対処:.tf を1行変えて差分を残して apply
私の構成では、Lambda のランタイムは Terraform のモジュールに書いてあります。やったのは本当に1行の変更でした。
resource "aws_lambda_function" "this" {
function_name = "${var.project}-${var.function_name}"
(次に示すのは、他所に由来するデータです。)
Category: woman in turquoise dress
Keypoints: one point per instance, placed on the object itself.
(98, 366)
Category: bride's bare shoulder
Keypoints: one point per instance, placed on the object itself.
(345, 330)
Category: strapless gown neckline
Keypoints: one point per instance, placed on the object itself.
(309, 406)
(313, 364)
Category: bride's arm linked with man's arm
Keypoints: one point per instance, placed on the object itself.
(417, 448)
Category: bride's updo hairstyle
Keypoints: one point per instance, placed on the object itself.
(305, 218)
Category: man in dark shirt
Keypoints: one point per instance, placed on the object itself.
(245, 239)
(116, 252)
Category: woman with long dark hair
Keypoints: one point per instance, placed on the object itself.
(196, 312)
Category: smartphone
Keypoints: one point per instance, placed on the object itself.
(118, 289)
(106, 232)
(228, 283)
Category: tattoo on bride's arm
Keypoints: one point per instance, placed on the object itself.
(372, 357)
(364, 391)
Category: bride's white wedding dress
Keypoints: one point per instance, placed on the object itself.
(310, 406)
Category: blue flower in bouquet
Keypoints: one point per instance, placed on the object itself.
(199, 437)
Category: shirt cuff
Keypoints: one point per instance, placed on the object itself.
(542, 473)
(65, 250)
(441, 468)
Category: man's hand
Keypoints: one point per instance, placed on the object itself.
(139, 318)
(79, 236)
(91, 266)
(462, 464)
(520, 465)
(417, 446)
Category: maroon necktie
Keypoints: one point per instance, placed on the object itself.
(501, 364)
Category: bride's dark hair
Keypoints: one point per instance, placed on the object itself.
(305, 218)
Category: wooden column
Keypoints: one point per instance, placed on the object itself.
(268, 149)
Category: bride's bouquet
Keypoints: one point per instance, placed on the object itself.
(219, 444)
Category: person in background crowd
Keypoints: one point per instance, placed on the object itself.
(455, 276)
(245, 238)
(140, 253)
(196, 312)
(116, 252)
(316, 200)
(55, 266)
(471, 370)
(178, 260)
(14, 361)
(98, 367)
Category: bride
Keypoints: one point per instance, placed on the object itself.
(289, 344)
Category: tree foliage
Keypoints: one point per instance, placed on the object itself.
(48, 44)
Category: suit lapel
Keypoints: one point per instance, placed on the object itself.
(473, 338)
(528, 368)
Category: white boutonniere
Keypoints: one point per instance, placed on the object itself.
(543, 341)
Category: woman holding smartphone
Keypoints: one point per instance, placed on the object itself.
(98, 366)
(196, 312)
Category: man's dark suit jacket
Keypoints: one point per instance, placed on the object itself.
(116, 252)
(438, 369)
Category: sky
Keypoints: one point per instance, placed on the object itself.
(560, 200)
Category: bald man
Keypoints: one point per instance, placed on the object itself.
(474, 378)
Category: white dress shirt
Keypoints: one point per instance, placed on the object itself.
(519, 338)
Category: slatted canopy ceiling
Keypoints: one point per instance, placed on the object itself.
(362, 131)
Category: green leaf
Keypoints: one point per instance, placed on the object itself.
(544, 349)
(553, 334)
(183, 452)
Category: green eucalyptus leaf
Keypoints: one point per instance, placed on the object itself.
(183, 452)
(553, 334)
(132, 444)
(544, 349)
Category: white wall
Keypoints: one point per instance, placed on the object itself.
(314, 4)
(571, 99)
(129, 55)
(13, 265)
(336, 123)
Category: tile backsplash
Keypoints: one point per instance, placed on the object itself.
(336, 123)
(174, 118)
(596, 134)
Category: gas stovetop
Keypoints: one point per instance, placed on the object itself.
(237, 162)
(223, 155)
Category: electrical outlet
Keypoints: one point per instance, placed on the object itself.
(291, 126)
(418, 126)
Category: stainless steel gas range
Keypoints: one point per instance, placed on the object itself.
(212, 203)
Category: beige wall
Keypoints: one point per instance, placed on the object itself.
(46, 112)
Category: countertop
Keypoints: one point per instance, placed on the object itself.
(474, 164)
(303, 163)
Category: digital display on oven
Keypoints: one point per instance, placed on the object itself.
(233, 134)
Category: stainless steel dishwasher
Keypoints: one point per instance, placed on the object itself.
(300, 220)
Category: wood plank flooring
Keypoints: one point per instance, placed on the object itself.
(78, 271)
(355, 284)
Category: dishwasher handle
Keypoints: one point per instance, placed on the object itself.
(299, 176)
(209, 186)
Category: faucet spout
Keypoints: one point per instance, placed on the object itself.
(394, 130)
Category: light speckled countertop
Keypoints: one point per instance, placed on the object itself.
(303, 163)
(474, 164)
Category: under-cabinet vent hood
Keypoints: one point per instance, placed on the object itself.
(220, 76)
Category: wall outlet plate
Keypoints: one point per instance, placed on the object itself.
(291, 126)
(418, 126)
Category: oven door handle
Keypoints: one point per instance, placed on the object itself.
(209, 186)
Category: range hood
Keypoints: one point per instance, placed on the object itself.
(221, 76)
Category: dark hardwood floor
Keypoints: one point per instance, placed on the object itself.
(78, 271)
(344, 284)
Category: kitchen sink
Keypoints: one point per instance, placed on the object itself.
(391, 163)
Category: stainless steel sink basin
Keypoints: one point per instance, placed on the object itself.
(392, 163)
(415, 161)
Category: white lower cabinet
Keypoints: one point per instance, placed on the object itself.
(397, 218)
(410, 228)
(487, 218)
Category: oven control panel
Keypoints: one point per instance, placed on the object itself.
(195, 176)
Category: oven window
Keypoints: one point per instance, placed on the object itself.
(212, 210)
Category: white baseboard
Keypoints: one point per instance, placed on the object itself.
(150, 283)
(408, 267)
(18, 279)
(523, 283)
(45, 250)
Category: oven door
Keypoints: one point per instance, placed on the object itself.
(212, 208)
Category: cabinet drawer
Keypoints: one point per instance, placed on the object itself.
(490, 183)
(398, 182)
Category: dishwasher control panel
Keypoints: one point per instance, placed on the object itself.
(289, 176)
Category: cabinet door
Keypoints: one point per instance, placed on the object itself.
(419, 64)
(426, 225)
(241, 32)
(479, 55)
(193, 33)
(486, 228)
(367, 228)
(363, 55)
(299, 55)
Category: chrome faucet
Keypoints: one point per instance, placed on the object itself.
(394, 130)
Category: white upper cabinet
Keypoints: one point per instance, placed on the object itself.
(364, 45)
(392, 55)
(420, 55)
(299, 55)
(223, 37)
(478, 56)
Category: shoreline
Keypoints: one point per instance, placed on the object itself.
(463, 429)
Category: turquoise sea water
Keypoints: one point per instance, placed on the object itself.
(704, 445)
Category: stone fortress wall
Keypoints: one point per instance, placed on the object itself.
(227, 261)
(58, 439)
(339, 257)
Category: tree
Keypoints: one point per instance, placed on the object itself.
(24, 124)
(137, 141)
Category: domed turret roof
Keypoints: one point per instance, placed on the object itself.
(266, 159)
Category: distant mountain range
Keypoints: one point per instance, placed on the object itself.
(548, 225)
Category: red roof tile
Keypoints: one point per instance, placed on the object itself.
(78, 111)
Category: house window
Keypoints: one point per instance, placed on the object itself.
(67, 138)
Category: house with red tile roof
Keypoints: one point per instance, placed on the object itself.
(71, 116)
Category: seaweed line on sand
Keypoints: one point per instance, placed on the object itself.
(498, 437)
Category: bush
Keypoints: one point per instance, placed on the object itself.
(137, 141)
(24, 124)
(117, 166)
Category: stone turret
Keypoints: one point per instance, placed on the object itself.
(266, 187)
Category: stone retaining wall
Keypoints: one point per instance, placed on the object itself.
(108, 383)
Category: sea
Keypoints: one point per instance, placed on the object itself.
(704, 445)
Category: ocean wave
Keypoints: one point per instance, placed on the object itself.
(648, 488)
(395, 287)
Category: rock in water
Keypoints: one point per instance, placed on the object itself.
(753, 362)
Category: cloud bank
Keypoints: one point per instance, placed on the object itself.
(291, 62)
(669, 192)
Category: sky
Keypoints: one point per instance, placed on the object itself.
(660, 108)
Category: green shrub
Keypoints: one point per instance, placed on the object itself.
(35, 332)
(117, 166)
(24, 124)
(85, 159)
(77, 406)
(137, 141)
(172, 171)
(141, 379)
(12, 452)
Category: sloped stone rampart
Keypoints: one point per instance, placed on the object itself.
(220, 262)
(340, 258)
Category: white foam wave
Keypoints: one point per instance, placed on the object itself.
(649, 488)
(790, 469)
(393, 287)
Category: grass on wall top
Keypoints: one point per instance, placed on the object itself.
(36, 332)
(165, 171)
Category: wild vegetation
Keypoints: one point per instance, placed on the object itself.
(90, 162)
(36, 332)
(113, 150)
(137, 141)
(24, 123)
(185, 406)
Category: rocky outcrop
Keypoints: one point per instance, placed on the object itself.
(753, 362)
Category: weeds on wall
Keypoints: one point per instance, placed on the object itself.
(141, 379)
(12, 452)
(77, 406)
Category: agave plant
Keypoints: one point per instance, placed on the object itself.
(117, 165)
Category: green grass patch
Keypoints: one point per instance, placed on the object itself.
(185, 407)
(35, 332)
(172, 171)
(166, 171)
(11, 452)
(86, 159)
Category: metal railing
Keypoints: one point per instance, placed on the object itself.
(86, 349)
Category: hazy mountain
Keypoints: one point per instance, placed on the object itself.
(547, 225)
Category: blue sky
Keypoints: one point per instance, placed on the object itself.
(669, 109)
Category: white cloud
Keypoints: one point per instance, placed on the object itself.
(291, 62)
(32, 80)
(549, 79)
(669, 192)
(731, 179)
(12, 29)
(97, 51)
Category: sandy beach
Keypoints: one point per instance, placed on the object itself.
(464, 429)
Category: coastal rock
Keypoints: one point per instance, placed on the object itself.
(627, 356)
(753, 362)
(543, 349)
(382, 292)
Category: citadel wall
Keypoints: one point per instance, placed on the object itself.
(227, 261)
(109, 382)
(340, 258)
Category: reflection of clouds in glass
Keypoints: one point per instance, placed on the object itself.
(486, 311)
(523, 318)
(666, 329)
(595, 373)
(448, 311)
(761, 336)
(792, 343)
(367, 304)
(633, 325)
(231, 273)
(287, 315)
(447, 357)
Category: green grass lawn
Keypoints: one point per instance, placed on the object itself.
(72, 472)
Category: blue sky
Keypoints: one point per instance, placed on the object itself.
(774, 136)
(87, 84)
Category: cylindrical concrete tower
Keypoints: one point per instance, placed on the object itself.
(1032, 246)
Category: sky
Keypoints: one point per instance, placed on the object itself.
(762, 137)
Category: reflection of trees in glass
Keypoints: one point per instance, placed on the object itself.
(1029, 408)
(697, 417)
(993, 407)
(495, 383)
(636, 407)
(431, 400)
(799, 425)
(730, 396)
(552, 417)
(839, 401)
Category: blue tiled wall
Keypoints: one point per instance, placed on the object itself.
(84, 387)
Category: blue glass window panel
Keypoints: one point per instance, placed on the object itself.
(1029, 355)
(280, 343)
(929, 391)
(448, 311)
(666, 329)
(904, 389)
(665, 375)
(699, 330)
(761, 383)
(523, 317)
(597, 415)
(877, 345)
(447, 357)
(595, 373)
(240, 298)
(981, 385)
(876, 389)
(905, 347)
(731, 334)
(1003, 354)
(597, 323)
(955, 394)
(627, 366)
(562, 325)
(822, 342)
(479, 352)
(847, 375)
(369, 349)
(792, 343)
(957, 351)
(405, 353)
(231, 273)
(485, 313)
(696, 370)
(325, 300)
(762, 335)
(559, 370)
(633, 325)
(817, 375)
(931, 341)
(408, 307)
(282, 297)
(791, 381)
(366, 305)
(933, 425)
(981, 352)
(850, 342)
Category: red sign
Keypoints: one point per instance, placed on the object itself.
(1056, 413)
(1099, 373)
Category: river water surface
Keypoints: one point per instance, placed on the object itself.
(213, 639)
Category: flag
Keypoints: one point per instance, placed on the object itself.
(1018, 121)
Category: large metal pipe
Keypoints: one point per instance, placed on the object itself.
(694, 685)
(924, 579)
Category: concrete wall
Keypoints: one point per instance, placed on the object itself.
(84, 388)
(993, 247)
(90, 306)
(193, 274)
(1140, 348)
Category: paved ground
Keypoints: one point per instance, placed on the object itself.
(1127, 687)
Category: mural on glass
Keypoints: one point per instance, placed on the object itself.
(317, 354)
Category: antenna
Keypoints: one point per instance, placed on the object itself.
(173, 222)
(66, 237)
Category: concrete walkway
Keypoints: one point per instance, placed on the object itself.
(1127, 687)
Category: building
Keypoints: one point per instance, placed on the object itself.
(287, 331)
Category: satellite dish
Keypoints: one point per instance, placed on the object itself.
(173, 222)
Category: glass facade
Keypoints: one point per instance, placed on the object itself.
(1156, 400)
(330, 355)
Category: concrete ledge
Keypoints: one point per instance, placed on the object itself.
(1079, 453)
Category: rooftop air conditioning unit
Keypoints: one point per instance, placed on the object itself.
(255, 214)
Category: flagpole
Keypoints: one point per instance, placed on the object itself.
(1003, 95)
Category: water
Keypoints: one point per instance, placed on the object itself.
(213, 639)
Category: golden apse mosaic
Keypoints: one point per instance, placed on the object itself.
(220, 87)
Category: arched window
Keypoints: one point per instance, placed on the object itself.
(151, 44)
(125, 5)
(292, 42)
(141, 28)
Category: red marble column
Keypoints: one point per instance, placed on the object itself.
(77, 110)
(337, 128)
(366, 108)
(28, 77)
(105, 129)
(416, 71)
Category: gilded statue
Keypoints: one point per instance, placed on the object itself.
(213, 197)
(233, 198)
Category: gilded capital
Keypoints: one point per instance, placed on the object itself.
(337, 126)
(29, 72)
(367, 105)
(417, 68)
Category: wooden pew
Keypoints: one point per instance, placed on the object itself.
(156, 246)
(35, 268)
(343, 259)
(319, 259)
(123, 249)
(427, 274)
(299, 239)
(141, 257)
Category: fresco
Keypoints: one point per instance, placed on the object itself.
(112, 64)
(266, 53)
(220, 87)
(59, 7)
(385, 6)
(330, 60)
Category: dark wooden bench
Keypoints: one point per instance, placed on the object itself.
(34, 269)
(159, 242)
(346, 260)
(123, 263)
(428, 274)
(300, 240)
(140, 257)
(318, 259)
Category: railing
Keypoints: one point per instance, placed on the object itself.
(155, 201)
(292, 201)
role = aws_iam_role.this.arn
- runtime = "nodejs20.x"
+ runtime = "nodejs22.x"
Git 管理しているなら、PR やコミットで差分を残し、terraform plan で差分を確認してから apply します。
~ aws_lambda_function.this
runtime = "nodejs20.x" -> "nodejs22.x"
コンソールでポチッと変える方法もありますが、それだと「いつ・誰が・なぜ変えたか」が残りません。IaC なら、
- 変更が 1行の diff として記録に残る
- レビューできる
- 戻したくなったら 元に戻して apply すればいい
と、追跡できるのが良いところでした。「通知が来た → IaC の履歴に対応が残る」という流れにできたのが、地味にうれしいポイントです。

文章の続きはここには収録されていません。